The agreement centers on building trade capacity in the EAC nations on three issues of importance to the private sector:
- Trade Facilitation
- Sanitary and Phytosanitary (SPS) Measures
- Technical Barriers to Trade (TBT)
The agreement shows that the United States and EAC nations are on the same page in terms of the path forward to building local economic growth and further encouraging foreign direct investment in the region. The work tackled after the signing of this agreement will benefit all businesses in the EAC – both local and foreign.
The EAC nations already have a strong track record of commitment to greater connectivity and efficiencies in the region. Regulatory reforms and regional integration are being driven in concert from the five heads of state. Their self-imposed targets for enactment of their priorities are being met, and regional infrastructure projects, such as the Northern Corridor, are well underway.
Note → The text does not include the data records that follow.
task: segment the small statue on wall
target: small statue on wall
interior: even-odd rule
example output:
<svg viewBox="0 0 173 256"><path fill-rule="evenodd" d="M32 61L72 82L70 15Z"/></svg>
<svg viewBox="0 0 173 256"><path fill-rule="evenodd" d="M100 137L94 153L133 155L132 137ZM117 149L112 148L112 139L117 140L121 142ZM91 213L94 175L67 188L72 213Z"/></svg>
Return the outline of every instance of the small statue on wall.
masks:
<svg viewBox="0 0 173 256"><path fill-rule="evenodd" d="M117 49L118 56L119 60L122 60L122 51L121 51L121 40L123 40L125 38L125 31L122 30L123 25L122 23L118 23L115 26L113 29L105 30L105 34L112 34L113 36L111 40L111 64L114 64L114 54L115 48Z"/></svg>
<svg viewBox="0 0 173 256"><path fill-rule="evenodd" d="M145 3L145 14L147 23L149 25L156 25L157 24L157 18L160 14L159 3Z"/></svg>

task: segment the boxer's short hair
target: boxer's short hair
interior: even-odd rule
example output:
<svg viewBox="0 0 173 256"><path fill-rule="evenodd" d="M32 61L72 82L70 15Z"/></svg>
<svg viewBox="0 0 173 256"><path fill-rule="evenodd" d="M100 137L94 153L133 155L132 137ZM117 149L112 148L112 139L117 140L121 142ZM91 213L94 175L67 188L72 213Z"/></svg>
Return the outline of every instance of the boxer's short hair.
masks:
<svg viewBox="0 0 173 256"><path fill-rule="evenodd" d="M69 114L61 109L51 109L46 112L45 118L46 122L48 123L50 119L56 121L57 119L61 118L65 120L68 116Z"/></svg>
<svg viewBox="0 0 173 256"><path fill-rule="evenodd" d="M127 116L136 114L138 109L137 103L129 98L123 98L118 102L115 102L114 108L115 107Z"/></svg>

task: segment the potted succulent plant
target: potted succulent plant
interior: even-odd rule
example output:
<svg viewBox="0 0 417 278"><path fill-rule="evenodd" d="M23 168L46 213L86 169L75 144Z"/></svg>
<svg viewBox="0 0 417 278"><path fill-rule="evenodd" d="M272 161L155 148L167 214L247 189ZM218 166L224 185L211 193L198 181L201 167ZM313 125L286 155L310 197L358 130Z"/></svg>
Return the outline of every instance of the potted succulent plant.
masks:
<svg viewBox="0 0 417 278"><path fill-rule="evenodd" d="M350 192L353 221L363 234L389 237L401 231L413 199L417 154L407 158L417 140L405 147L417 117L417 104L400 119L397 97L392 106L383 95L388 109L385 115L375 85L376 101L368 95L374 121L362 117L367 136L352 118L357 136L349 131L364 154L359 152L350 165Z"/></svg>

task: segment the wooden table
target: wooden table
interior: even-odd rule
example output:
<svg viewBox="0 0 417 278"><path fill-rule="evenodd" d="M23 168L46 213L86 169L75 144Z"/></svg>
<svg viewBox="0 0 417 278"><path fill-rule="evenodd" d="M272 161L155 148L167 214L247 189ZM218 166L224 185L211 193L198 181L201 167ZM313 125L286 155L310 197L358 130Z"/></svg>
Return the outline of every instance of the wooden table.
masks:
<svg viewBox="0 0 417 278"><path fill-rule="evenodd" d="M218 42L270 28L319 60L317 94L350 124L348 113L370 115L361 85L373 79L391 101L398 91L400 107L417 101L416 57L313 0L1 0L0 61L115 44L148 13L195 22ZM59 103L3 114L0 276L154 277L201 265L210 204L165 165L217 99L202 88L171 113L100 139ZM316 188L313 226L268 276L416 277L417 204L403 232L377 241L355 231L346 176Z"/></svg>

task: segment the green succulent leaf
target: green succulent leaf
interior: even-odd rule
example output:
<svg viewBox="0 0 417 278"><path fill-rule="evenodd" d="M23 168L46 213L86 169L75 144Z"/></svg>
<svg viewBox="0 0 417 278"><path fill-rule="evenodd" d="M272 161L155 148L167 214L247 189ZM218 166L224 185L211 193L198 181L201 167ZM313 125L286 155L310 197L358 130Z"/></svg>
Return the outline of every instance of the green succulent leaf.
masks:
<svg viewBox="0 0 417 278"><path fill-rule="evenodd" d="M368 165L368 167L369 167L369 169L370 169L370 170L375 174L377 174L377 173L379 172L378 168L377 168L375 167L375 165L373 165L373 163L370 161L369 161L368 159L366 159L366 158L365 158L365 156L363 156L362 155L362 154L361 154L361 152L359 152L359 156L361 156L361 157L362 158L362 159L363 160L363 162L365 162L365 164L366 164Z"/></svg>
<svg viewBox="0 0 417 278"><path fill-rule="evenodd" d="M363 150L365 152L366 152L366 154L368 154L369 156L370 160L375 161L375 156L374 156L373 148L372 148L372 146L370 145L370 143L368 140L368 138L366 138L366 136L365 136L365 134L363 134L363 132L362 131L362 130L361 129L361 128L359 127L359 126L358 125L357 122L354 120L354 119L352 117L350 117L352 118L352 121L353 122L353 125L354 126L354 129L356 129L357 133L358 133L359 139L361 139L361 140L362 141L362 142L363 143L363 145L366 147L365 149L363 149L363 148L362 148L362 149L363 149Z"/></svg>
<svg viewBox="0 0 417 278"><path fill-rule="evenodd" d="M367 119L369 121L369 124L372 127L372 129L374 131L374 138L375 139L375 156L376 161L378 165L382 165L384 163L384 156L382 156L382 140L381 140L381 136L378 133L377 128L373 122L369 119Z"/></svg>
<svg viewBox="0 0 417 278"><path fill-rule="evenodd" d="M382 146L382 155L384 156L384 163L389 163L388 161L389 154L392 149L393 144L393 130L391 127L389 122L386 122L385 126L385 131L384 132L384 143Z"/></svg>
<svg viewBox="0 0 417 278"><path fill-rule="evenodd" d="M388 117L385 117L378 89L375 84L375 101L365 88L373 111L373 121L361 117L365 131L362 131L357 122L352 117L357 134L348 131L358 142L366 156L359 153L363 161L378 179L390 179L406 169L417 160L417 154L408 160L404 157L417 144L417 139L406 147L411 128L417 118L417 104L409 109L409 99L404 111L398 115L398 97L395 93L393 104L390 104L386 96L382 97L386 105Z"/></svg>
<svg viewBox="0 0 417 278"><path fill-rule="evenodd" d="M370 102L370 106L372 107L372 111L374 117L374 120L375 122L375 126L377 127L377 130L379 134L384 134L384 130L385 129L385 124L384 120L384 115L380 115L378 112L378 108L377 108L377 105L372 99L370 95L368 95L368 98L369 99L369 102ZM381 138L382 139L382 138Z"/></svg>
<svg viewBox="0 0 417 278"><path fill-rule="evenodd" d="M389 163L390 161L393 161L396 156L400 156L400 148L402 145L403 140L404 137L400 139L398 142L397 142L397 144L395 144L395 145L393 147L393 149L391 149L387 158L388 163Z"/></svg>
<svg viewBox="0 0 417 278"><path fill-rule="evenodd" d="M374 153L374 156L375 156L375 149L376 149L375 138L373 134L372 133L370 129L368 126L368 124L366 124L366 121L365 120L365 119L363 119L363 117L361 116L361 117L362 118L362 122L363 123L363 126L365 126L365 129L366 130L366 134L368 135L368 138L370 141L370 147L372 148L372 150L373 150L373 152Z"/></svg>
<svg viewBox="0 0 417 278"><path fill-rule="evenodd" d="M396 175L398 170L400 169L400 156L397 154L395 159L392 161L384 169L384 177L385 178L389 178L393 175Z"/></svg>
The Cooperation Agreement sends a clear signal to the U.S. and other foreign business that East Africa is serious about attracting investment, raising the economic standard in the region, and making it easier to do business. The commitment of the EAC to be an economic leader and a serious competitor for FDI in Africa is clear.
The launch of this work will strengthen the EAC’s trade relationship with the United States and other global partners, and it moves us toward the next logical step in the relationship ― a permanent investment treaty between the U.S. and EAC states.